As for biometrics as security...it's a terrible, terrible, terrible, terrible idea by itself. Why? The major reason is that you can change your password, you can't change your fingerprint. Not to mention that biometric information is hardly secret, why bother hacking into a database (hashed or otherwise) when I can just follow you and grab your fingerprint off any of the thousands of surfaces you touch every day? Maybe I won't be able to steal tens of thousands at once, but it's a lot more valuable than a credit card number or password, because as I pointed out, it can't be changed.

A far more secure system would be a physical device and a 4 digit pin you remember. Really the ATM system is a great model to follow, and many companies sell tokens that work with central systems that provide far more security. You have a token that's difficult to duplicate combined with an easy to remember password that somebody would ALSO have to get somehow. And even if they get it, it's eays to change one or both of the required items.

Seriously, lots of colleges offer good security courses, there are lots of books on the topic. I suggest anyone who wants to invent a secure ID system should take a class or read a book first, it would save us a lot of piss poor security.

alot easier than lobbin off thumbs too.

What's a lot easier? The second system in general?

oh sorry, i meant the following people around and picking up their cups, cigarette butts, etc. i'm just looking at it from the lowly criminal's POV.

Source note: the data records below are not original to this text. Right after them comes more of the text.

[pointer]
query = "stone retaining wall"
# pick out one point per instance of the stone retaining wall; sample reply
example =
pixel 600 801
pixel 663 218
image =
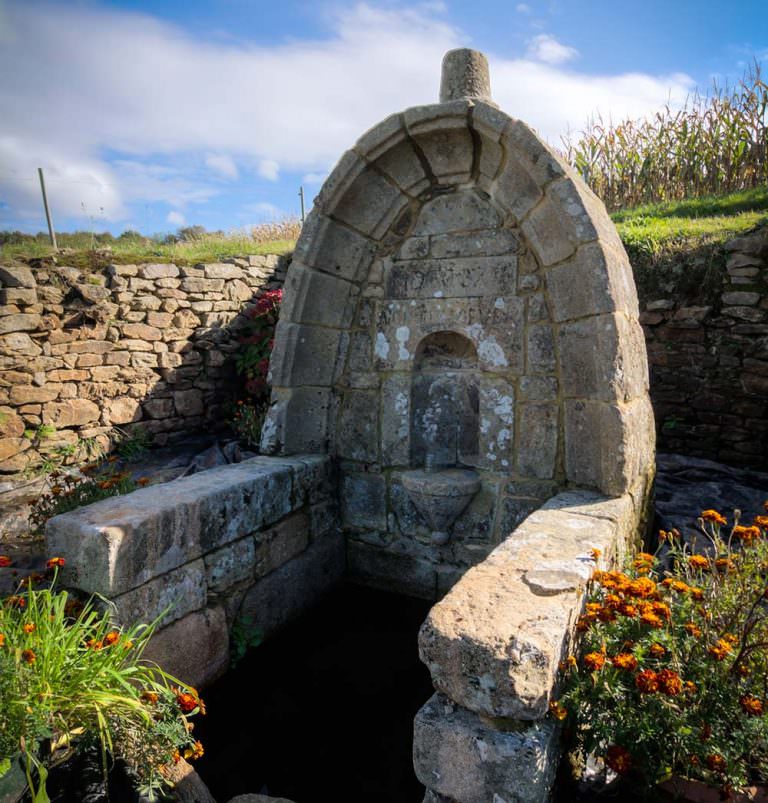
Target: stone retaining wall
pixel 706 327
pixel 254 543
pixel 493 645
pixel 81 353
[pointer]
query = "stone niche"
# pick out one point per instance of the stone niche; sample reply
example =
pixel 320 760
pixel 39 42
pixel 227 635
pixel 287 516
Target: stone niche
pixel 458 295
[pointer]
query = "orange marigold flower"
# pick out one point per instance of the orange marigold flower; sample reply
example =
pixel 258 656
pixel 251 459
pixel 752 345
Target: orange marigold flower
pixel 647 681
pixel 669 682
pixel 643 587
pixel 716 762
pixel 752 706
pixel 720 649
pixel 628 609
pixel 594 660
pixel 111 638
pixel 746 534
pixel 618 759
pixel 194 752
pixel 713 516
pixel 625 660
pixel 651 619
pixel 606 614
pixel 558 710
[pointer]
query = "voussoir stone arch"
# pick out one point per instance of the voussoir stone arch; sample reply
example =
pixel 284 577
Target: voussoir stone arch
pixel 462 179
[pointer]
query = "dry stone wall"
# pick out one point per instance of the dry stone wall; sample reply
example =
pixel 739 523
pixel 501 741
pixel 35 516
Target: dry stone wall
pixel 708 353
pixel 147 344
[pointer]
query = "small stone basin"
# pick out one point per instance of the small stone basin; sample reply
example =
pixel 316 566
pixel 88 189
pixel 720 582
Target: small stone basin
pixel 441 496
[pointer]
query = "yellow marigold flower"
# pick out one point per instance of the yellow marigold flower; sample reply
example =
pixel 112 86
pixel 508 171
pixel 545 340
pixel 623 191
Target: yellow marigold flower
pixel 713 516
pixel 752 706
pixel 111 638
pixel 618 759
pixel 625 660
pixel 724 564
pixel 194 752
pixel 557 710
pixel 594 660
pixel 643 587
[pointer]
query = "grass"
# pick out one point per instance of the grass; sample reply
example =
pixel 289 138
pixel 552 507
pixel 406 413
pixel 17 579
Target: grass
pixel 653 231
pixel 86 251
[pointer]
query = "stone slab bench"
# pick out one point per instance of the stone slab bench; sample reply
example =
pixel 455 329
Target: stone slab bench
pixel 255 543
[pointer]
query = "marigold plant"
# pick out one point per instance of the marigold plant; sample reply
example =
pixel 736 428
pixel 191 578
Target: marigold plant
pixel 69 678
pixel 673 673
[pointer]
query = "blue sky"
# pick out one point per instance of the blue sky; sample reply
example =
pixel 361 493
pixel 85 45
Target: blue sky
pixel 155 115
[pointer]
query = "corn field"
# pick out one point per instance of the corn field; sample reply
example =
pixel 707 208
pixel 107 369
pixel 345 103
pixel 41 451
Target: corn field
pixel 717 143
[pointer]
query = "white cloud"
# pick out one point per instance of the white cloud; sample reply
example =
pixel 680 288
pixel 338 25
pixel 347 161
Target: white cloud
pixel 269 169
pixel 546 48
pixel 176 218
pixel 222 164
pixel 182 104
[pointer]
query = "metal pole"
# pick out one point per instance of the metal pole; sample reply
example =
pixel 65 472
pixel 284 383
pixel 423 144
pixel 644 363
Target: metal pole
pixel 51 232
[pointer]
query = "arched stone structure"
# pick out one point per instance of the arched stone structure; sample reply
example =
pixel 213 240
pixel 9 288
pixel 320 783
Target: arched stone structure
pixel 457 218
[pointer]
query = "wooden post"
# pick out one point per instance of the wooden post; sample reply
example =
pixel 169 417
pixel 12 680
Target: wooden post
pixel 51 232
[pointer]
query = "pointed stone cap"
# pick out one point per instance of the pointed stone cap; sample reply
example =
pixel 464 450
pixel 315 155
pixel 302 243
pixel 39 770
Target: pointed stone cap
pixel 465 75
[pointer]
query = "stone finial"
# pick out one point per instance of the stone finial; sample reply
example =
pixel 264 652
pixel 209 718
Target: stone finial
pixel 465 75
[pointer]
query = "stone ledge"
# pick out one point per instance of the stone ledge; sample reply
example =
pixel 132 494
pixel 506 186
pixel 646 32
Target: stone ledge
pixel 460 757
pixel 121 543
pixel 494 642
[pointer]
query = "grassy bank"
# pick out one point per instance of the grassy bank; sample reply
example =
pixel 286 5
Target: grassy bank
pixel 655 232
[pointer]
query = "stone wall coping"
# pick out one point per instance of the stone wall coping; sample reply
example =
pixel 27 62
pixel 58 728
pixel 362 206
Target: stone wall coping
pixel 124 542
pixel 494 642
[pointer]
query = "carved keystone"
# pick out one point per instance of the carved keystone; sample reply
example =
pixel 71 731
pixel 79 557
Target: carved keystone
pixel 465 75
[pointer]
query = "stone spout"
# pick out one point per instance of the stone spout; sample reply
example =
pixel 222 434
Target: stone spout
pixel 465 75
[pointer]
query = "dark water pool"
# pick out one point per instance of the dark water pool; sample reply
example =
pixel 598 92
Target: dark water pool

Oh, yeah, certainly. And from a fingerprint from one of those things, making a fake finger that can fool most scanners is surprisingly easy. One researcher has done it with "gummy bears" (well, gelatin, but close enough )

 

[Rainsford]

Originally posted by: Moonbeam
Eventually honest people may have to record every moment of their lives as evidence against framing. And the people who don't we will want to watch.

We already kind of have that mentality, or at least the start of it. Ever ask if you can not put your social security number down on a form that asks for it, but has no need of it? You get some funny looks.